Regreso a la imagen presente, pedaleo y pienso en esa predisposición tan horrible, y las frases de mi abuelo (el mismo de Cabañuelas, él, que me ha contado tantas historias de su familia, de sus conocidos, de desconocidos, que se encuentran diseminadas en tantos cuentos, sobre todo en Amor y Mortaja), retumban: ‘Son poquitos los ricos, esos son los que manejan el país; no muestre nunca una herida, se la infectan; la política es una porquería; cuando nos sacaron de Guaduas(…) qué frío hacía en Monte Carlo; nunca le regale un arma a un amigo, pierde la amistad para siempre’. Esa, esa era la frase que estaba buscando. Momento mágico aquel: no recuerdo lo que estaría haciendo pero él estaba serio, abstraído, entonces me vio a los ojos, sentenció y volvió a lo suyo. Cuántas veces se ha repetido esa máxima en mi cabeza… ¿Por qué habría de regalar un arma, a quién, además? ¿Llegará ese momento? Ese instante en que se me atraviese un sable y lo piense dos veces antes de comprarlo para regalo. (‘Envuélvalo, por favor’, le diría a la persona encargada; llegar a la fiesta de cumpleaños y manifestar, orgulloso, al ver al festejado: ‘Vi esto y pensé en ti. Qué bonito se verá’). Quizá piense rápidamente en mi abuelo tras pasar por aquella institución porque lo imagino a él en ese escenario, viendo un letrero similar setenta años atrás, observando a los hombres (‘…pobres, mijo, esos son los que van a la guerra. A la guerra no van los ricos…’) que reclutan y cargan en camiones, listos para la batalla. Observa adolescentes llorando y se acerca a preguntarles si puede hacer algo por ellos: ‘Nada, señor. Usted no puede hacer nada. Me van a matar y yo no me quiero morir’. Entonces, se le empañan los ojos y me dice: ‘Mijo, yo no nací con el corazón para ver al hombre sufrir’.

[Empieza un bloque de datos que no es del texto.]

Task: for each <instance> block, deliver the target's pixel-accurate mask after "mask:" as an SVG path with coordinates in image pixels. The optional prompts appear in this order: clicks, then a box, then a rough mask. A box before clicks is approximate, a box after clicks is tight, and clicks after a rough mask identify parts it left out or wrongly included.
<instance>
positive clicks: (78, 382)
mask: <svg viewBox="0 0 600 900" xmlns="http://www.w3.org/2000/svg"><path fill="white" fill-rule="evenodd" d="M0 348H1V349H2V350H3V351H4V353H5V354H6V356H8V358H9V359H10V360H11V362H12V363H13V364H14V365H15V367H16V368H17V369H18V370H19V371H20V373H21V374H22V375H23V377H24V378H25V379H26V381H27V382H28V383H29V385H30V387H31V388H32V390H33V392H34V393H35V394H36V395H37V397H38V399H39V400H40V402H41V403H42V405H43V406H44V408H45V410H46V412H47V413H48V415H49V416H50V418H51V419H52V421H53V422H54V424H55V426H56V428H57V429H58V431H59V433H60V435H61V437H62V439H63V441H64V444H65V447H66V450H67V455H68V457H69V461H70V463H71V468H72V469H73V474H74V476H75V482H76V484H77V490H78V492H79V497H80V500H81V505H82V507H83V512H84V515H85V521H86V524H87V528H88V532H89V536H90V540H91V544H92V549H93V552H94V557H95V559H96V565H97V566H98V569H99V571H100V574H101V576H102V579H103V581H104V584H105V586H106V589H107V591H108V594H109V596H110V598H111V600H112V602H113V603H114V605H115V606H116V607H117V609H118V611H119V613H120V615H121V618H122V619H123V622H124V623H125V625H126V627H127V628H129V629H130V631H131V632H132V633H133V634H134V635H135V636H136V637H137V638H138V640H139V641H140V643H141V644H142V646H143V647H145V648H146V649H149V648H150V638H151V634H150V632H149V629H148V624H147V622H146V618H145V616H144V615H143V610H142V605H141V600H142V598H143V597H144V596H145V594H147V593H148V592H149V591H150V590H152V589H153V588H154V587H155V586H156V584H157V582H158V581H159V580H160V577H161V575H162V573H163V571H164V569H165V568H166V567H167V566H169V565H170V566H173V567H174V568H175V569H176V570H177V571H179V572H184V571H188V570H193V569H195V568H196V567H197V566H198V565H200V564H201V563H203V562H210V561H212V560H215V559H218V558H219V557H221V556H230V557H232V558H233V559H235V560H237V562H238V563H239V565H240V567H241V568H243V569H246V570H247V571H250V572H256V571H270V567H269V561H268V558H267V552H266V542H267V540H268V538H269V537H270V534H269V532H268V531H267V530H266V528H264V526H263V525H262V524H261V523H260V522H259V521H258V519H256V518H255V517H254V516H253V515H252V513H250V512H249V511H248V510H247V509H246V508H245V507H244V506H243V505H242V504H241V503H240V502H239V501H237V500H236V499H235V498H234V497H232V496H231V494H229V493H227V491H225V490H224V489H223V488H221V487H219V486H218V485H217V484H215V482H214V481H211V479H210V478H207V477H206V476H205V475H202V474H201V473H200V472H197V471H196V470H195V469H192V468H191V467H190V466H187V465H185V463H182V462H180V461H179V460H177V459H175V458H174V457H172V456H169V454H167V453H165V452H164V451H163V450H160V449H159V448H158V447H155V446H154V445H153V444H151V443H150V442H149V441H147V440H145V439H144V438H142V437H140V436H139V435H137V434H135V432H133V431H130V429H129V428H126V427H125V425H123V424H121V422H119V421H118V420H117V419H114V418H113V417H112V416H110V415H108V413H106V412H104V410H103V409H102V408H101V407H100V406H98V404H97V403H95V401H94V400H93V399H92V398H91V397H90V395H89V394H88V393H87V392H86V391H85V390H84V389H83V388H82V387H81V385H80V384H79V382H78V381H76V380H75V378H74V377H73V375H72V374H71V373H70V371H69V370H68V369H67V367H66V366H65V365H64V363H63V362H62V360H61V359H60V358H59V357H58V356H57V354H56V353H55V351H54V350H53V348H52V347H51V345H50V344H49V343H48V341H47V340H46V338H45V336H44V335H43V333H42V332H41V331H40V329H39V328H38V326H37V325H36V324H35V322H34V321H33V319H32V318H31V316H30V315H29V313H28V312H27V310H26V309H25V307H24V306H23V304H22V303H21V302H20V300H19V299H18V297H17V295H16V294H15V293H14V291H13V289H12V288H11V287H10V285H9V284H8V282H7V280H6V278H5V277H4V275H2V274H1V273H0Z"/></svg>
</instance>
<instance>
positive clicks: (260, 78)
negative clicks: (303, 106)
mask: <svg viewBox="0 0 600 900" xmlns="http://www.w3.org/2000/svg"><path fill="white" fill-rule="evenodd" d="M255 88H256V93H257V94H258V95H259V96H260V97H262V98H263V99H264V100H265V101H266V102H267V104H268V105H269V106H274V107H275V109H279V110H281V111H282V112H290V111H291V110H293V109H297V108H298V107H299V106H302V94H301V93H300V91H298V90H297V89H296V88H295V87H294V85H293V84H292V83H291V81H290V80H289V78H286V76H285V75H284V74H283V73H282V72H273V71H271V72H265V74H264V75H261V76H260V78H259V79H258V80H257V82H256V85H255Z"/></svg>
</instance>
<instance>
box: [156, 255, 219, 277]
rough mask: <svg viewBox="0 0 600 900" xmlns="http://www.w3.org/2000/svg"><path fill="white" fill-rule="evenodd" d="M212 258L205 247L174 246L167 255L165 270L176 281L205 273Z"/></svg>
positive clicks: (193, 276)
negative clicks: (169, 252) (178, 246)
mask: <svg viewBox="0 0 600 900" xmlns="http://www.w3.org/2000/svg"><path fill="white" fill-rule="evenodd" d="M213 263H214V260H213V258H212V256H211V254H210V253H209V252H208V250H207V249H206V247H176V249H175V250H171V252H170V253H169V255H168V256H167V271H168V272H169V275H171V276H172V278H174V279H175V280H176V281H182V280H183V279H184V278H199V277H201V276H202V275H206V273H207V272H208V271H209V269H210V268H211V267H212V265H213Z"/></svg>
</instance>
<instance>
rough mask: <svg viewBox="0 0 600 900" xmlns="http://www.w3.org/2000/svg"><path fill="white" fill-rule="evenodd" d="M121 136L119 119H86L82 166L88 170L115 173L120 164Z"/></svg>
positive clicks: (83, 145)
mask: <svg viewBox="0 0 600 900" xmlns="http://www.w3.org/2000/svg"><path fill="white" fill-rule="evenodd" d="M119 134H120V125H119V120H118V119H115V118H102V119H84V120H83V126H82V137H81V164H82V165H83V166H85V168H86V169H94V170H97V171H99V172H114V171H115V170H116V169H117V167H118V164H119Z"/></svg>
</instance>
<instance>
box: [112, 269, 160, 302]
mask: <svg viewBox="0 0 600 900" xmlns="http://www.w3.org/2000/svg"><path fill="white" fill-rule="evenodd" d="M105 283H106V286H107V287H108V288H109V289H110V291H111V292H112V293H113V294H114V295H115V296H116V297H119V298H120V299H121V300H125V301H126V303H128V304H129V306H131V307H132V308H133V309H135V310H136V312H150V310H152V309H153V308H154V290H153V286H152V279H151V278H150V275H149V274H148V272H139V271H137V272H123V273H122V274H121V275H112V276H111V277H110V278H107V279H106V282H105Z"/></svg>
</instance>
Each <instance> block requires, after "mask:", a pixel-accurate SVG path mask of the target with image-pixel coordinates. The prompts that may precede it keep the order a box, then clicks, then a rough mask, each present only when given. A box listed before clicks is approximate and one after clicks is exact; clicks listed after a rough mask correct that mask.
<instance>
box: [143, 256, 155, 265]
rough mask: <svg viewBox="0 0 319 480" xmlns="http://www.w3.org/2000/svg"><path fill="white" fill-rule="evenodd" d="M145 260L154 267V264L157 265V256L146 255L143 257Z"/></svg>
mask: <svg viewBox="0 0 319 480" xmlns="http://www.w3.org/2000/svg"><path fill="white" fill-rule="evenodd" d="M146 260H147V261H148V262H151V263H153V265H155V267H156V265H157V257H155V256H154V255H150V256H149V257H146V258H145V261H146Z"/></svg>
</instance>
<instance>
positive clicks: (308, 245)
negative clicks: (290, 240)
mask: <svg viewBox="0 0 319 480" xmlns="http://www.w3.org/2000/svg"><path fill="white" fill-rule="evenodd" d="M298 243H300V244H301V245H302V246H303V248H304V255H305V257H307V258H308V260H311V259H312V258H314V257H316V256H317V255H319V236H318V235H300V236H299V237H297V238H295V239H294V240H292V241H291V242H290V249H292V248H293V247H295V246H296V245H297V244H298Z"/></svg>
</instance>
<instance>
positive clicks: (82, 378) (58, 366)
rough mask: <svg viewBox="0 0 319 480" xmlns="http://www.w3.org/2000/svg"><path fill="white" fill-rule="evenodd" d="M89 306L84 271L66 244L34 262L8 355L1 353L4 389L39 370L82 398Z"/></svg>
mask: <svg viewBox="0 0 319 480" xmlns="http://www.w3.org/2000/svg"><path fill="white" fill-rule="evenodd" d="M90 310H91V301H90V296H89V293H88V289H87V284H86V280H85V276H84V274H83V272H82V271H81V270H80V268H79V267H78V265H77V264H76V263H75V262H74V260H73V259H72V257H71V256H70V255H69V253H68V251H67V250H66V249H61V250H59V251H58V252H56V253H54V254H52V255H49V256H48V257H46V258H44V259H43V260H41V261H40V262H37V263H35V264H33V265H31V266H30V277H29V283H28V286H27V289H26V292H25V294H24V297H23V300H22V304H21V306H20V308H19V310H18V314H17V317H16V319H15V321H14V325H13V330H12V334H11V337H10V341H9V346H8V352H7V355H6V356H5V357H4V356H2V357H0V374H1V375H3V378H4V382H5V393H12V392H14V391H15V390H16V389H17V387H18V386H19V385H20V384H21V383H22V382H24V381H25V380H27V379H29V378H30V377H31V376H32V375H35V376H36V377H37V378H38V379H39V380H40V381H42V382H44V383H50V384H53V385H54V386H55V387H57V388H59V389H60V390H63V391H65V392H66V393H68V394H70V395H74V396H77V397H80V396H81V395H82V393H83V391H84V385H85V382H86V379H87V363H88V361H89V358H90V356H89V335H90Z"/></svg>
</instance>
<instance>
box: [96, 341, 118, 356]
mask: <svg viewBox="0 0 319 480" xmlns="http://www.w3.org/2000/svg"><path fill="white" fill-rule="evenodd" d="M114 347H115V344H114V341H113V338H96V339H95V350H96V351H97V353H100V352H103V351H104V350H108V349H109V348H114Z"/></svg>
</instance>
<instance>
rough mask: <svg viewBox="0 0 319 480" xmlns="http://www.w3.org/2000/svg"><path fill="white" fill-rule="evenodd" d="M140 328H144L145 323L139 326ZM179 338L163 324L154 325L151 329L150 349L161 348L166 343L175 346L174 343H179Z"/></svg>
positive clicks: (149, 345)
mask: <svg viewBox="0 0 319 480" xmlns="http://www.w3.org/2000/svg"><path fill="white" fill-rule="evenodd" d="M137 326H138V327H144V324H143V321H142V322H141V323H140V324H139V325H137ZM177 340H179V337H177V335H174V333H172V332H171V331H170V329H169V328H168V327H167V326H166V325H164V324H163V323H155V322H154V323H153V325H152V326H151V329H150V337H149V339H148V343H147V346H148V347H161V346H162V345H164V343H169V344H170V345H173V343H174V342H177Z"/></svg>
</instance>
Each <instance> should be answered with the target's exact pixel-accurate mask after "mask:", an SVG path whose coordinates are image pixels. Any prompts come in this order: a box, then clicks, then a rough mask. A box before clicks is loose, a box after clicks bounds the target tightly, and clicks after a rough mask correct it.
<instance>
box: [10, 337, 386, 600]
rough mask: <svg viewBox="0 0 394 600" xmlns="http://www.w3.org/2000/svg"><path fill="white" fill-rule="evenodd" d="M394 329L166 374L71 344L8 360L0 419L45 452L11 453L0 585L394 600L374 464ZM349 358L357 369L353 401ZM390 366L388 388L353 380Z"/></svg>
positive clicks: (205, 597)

Mi abuelo cumplirá en marzo cien años. Eso quiere decir, en términos prácticos e históricos, lo siguiente: atravesó las guerras mundiales, las pandemias, la guerra en Colombia —desde la ruralidad, pues mi abuelo es campesino—, catástrofes naturales, achaques propios del cuerpo, muerte y más muerte, pues no le queda ni un amigo vivo, sólo los hijos de sus amigos. Ay, mi abuelo cumplirá cien años y tiene los recuerdos de antaño intactos, y sigue contando historias, historias que yo manoseo y escribo. Ya no se amarga por la política; come y descansa tranquilo. Y, a pesar de haber pasado por incontables desgracias, hoy sólo se entristece cuando no le han dado su pastilla de la felicidad y llora desconsolado por mi abuela, o cuando tiene que recordar tantas historias tristes de hombres y mujeres desplazados, sin tierra, hombres y mujeres que perdieron a sus hijos, hombres y mujeres que concibieron un futuro y no lo tuvieron. Mi abuelo habrá perdido amistades por regalar un arma, y aunque él no lo sepa, hoy hay armas más letales que un revólver; tan letal como unas palabras escritas en un edificio enorme que rebotan en mi cabeza y avergüenzan.